Chapter 3
DATA AND METHODOLOGY

This chapter describes 1) the set of panel data, 2) the methodology applied, and 3) the inequality indicators that result from the calculations.

3.1. Data: the IRS Publications Statistics of Income

The Internal Revenue Service publications, Statistics of Income, Individual Inco me Tax Returns, are the primary source of the data used for the 50 states and the District of Columbia, from 1913 to 2003. Two variables are extracted from the IRS tables: the number of individual returns and the total income expressed in current dollars. Both variables are ranked by size of income (i.e. for a certain number of income brackets), and by state. For instance, the first page of the 1917 IRS table looks this way:

Table 3.1. An exemple of the IRIS Tables
Table 3.1. An exemple of the IRIS Tables

Typically, the state income tables annually released by the IRS display, for each state and for a series of income brackets, the number of tax returns, the dollar amount of adjusted gross income, and some of income sources. If the IRS tables have been available under an electronic format since 1997, the tables published earlier are paper-based. All paper-based tables were scanned and tabulated in Excel worksheets. They record the first two variables (number of returns, and income amounts).

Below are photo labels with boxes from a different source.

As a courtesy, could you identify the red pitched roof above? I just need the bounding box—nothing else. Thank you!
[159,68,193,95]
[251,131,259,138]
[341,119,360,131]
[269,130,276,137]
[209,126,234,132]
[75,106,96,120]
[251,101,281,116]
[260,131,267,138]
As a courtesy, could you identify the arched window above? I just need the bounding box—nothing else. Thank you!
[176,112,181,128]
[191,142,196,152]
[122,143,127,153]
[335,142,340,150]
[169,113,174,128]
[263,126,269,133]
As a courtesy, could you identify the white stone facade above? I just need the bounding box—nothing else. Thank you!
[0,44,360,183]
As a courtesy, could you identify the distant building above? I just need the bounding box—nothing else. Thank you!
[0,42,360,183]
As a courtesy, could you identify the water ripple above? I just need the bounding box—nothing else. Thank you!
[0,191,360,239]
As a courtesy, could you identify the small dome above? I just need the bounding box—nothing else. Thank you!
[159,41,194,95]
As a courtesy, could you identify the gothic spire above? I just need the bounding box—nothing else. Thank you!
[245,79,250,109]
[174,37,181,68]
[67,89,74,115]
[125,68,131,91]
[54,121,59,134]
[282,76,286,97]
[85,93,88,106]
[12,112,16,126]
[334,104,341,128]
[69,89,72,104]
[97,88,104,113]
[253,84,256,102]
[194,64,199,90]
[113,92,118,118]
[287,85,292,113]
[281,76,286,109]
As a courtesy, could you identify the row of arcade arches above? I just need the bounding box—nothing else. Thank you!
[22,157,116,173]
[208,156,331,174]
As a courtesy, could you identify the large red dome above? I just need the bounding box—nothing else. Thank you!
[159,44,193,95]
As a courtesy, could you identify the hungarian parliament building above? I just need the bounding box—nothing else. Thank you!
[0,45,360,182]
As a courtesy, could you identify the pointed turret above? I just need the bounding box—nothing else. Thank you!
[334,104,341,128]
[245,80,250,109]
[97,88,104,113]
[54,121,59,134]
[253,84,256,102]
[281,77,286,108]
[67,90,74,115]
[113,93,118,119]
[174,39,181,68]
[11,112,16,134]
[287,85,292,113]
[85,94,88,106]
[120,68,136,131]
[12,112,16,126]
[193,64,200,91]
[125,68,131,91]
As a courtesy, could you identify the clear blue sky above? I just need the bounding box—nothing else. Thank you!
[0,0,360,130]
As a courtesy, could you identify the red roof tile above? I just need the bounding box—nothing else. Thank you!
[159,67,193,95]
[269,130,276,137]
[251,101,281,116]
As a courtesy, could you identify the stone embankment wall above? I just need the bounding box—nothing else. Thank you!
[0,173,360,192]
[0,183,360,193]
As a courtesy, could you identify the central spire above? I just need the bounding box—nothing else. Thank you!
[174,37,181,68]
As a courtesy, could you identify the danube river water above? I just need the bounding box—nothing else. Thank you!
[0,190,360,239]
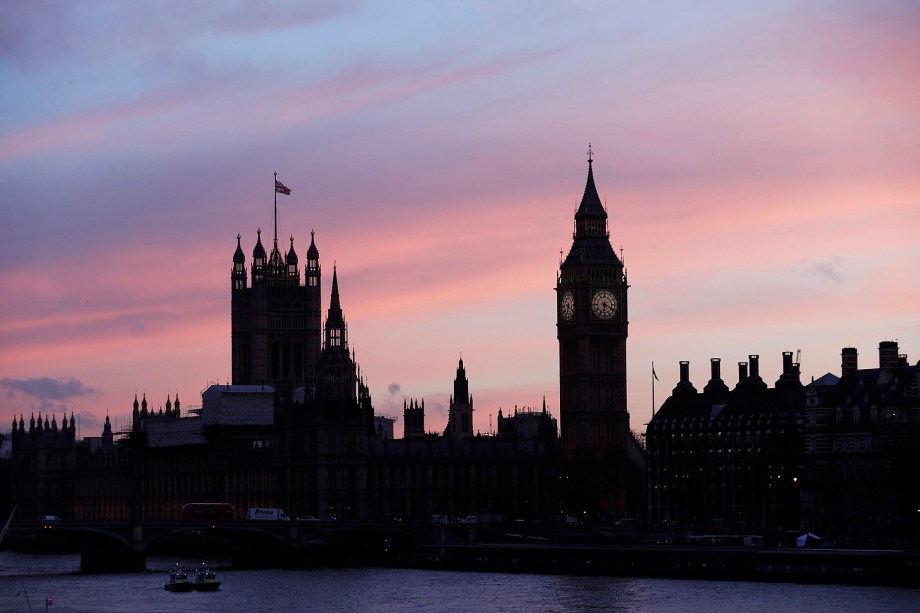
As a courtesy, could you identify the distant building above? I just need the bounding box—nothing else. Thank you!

Arraying these income classes from the lowest income to the highest, it is possible to derive cumulative totals of household population and income, and to draw partition lines splitting the distribution evenly in a series of fractiles. Fractiles divide a given set of observations into equal portions, e.g. into two halves with the median, into four quarters with quartiles (0-25 percent, 25-50 percent, 50-75 percent, and 75-100 percent), into ten equal shares with deciles (0-10 percent, 10-20 percent, etc.), one hundred shares with percentiles, etc.

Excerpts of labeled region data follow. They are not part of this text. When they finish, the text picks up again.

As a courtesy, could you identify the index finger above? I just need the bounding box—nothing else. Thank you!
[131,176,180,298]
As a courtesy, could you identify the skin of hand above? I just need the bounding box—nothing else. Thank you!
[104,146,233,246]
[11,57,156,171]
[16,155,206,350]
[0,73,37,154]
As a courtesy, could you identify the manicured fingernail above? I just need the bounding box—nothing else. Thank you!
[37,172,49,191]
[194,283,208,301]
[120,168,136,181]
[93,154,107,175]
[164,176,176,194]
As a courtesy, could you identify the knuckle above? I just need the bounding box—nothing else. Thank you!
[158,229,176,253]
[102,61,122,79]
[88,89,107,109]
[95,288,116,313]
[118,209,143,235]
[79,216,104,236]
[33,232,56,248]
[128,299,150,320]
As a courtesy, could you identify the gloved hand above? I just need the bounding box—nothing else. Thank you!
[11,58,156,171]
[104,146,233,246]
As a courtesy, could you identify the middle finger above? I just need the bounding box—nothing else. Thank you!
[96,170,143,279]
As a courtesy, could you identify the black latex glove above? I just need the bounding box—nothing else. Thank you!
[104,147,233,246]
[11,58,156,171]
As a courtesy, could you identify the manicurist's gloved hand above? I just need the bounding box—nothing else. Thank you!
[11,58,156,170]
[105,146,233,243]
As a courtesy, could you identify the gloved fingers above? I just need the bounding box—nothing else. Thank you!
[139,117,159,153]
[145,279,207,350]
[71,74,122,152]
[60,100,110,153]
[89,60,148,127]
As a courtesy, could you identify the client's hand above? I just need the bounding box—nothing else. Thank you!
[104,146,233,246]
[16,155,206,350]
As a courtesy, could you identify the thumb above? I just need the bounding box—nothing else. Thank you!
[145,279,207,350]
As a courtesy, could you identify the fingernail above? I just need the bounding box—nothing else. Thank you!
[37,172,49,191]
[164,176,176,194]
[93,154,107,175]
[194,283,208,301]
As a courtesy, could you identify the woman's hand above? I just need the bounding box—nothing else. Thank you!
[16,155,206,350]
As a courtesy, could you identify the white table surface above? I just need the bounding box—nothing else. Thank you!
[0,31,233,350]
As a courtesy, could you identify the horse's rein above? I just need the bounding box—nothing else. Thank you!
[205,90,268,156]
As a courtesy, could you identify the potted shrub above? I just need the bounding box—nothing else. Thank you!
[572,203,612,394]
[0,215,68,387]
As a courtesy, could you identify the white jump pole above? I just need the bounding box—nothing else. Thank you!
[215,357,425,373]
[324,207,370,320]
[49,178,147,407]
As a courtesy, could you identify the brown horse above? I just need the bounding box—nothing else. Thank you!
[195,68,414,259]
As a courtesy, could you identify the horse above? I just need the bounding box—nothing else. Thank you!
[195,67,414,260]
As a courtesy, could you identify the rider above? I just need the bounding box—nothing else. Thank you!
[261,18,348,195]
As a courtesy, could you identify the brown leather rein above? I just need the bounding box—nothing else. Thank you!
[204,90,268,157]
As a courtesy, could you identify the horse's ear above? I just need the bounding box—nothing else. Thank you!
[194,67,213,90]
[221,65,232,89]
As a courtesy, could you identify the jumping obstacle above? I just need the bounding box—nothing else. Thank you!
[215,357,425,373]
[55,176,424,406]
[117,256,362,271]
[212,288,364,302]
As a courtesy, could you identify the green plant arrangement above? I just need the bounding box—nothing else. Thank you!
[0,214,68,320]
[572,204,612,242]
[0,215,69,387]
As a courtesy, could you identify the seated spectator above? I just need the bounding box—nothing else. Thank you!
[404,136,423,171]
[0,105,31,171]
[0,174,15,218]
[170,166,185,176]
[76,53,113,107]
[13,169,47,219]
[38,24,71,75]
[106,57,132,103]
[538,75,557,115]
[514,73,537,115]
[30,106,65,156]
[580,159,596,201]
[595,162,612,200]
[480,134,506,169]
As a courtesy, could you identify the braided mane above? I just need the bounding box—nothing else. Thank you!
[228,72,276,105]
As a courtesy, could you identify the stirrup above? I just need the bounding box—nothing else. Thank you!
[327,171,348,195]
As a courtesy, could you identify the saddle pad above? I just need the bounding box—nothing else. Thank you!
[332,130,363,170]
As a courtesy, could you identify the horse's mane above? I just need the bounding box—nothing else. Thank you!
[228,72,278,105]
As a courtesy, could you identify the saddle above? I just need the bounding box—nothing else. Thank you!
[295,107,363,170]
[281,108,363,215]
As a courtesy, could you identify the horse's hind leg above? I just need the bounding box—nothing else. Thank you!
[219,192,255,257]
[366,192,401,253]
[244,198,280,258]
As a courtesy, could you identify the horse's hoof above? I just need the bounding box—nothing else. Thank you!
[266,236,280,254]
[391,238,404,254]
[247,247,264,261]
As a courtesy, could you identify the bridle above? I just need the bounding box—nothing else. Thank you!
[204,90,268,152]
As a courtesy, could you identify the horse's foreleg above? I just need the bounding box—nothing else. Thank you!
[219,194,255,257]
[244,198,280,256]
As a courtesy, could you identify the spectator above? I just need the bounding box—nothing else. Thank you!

What is called ‘top decile’ refers to the income group that represents the richest 10 percent of the population. Only the richest 10 percent of the population can be considered consistently from 1913 to 2003. Why is it relevant to reduce the whole distribution to the top decile only? Before 1944, large exemption levels reduced the proportion of individual filing returns to about 10-15 percent (versus the vast majority after WWII). Between 1913 and 1916, this share drops as low as 1 percent.